Fundamental ViewAS OF 09 Nov 2022
Our credit view on AGRBK (credit ratings: A1/A/A) is based on the strong likelihood of state support, given its large size, systemic importance and majority state ownership. This is enhanced by AGRBK’s extensive presence in rural areas.
AGRBK’s financial metrics are a tad weaker than those of peer-group leaders ICBCAS and CCB and in line with BCHINA; however they have been on an improving trend. The Big 4 have been managed more prudently in recent years than the smaller and more aggressive joint stock banks.
We view it as a strong credit taking into account its structural profitability, robust balance sheet metrics, large size, and systemic importance that assure it of state support if needed.
Business DescriptionAS OF 09 Nov 2022
- AGRBK is the third-largest bank in China and is classified as a G-SIB with a capital surcharge of 1.0%.
- It was founded in 1951 as the Agricultural Cooperative Bank, merged with the central bank and spun out as AGRBK in 1979, charged with financing the rural and agricultural sectors. It was recapitalised in 1999 and again in 2007 by special MOF bonds. It also received $19 bn in equity capital from Huijin, funded by China's FX reserves.
- Due to its poorer asset quality and weaker profitability, AGRBK was the last of the Big 4 banks to be listed in 2010.
- The Chinese government is a majority shareholder of AGRBK via Central Huijin (40%), MOF (35%) and the Social Security Fund (7%).
- AGRBK has the second largest branch network in China after Postal Bank, with a particularly good presence in rural areas.
Risk & CatalystsAS OF 09 Nov 2022
China’s sovereign ratings (A1/A+/A+) are a key factor behind AGRBK’s credit standing.
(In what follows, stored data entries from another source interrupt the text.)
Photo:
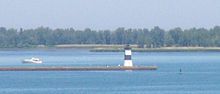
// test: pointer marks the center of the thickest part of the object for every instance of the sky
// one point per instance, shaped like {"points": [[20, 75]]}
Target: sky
{"points": [[109, 14]]}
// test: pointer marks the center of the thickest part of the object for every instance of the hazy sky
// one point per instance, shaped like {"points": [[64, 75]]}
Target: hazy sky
{"points": [[109, 14]]}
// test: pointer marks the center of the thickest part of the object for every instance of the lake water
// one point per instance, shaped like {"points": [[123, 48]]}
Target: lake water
{"points": [[200, 73]]}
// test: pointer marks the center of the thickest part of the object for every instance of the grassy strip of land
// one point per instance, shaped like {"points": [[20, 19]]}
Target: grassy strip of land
{"points": [[163, 49]]}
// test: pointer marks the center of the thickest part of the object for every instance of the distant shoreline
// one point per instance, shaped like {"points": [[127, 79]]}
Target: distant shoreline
{"points": [[119, 48]]}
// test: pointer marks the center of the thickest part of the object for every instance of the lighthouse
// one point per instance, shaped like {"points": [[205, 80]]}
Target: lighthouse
{"points": [[127, 57]]}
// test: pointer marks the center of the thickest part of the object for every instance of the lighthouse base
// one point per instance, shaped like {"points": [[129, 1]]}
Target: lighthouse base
{"points": [[128, 63]]}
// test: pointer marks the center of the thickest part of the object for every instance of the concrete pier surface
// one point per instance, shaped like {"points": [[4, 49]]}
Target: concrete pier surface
{"points": [[77, 68]]}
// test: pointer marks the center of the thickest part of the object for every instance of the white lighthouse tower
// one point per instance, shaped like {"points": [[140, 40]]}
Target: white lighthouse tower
{"points": [[127, 57]]}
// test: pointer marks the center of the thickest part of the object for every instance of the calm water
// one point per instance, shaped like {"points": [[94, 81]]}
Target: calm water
{"points": [[200, 73]]}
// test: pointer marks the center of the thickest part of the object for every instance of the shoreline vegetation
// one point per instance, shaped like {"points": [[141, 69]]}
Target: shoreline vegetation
{"points": [[120, 48], [140, 39]]}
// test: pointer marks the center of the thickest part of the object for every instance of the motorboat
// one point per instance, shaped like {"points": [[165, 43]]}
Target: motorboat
{"points": [[32, 60]]}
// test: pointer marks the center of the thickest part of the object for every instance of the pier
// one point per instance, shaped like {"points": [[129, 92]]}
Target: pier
{"points": [[95, 68]]}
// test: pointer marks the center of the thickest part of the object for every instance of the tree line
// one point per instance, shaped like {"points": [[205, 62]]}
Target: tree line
{"points": [[153, 38]]}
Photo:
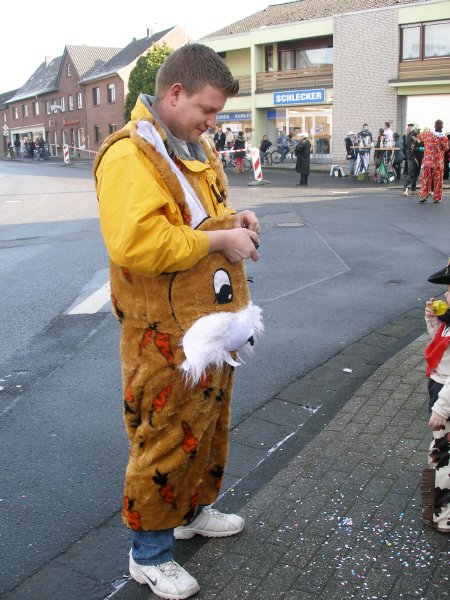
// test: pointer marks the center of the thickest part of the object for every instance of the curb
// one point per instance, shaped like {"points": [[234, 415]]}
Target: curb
{"points": [[370, 353]]}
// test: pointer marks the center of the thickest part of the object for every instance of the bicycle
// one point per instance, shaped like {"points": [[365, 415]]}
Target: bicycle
{"points": [[276, 155], [228, 160], [266, 158]]}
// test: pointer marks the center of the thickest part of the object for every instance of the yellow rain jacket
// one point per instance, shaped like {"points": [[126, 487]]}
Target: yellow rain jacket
{"points": [[141, 201], [178, 433]]}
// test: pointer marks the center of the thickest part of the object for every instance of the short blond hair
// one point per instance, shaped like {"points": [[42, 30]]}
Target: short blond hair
{"points": [[195, 66]]}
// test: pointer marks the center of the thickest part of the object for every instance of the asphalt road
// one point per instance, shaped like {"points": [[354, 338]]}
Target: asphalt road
{"points": [[338, 259]]}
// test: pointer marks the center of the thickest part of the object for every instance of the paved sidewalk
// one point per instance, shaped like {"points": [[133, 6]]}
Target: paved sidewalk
{"points": [[342, 518]]}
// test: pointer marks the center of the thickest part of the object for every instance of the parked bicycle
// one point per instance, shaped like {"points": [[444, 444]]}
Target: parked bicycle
{"points": [[290, 155], [228, 160]]}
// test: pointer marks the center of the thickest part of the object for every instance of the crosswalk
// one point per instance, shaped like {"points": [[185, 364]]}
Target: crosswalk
{"points": [[94, 297]]}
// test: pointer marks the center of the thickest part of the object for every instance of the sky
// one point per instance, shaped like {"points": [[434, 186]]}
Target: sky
{"points": [[37, 29]]}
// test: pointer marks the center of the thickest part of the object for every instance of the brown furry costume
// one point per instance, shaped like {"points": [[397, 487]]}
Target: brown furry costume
{"points": [[177, 424]]}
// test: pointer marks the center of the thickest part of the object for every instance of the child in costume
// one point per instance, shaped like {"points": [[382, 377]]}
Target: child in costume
{"points": [[435, 484]]}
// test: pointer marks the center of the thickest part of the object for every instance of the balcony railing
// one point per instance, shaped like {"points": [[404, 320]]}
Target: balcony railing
{"points": [[298, 78], [244, 84], [419, 70]]}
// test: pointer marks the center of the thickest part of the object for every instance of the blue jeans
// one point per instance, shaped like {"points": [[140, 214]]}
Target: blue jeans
{"points": [[152, 547]]}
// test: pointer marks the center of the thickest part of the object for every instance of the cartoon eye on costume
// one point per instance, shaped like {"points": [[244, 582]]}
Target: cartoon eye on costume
{"points": [[222, 287]]}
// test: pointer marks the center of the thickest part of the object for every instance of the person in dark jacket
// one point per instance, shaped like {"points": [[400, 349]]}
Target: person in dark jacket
{"points": [[219, 139], [398, 155], [239, 155], [350, 153], [413, 157], [263, 147], [303, 154]]}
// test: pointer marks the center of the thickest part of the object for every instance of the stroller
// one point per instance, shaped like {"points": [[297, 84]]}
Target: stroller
{"points": [[383, 171]]}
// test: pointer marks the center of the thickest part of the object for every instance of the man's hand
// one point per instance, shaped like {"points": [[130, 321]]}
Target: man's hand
{"points": [[428, 312], [235, 244], [248, 220], [436, 422]]}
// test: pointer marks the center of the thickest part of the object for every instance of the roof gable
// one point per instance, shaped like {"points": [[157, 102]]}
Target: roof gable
{"points": [[44, 79], [4, 97], [125, 57], [301, 10], [87, 59]]}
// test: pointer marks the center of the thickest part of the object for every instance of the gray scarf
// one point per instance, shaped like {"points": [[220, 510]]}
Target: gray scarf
{"points": [[195, 149]]}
Post the initial onset of the pandemic, asset quality has been well-managed. However, transparency is limited and credit risks in China are hard to assess as they often depend on the extent of the government’s willingness to socialise losses. The big 4 banks are under pressure to provide support to the property sector which may lead to further deterioration in their asset quality.
AGRBK is managed on commercial terms but the government may call on it to perform “national service” that overrides profitability considerations. However, we do not see it as a clear credit negative as these actions reflect close state links that underpin ABC’s credit standing.
CreditSights ViewAS OF 09 Nov 2022
We maintain our Market perform recommendation on AGRBK. AGRBK is the 3rd-largest of the Chinese state-owned commercial banks and has a strong deposit franchise especially in rural areas which gives it access to a large pool of low-cost deposits. Capital is in line with BOC though lower than ICBC and CCB. We view it as a strong credit taking into account its structural profitability, robust balance sheet metrics, large size and systemic importance that assure it of state support if needed. Its reserve cover, although saw a significant drop in 3Q22, remains at the highest among the Big 5 banks. Strong loan growth has offset the NIM contraction to boost topline revenue growth. Spreads are relatively less attractive when compared to other Asian banks.